I have a great sight-line from my kitchen door to my studio easel. And each time I pass the doorway, the painting I am working on catches my eye. For days now, I have been studying this painting, I have been working on for awhile. I go in, and add a little here and a little there. So far, no damage! I am at the point now where I am almost finished. But…something is just not right. It needs something. I don’t want to over work it, or give myself a whole new set of problems to solve. This is a critical step, because anything I put in, can change everything that is already there.
Each part of a painting is interconnected, so when we add something, it effects the whole of the painting. That is why taping a piece of colored paper in, gives us a chance to test what will work best, without ruining the whole thing.

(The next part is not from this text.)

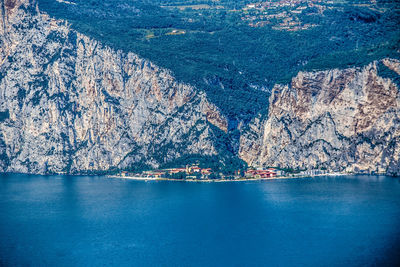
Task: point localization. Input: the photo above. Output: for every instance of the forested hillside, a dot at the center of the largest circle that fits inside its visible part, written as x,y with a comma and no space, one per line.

There is an old art school saying: “It takes 2 people to make a painting; the artist and someone to kill the artist before he ruins it.”
A painting is never finished, it simply stops in interesting places.
Paul Gardner
Man Versus Nature 5
After giving these three quotes some thought this week, I would have to say I am partial to this last quote. So, I am going to stop nitpicking, on this painting I have been working on. I added that last wash over it. It seems to be at an interesting place. I will now have a dialog with it for a while, as a viewer. If my dialog is interesting enough, I might frame it, or at least mat it. If not…it will go in the “It is not finished” pile, to be dealt with at a later date.
No matter what voice you speak in, representational or non-representational, the question of when to stop is the same. Stop at an interesting place and have a dialog with your work, as a viewer.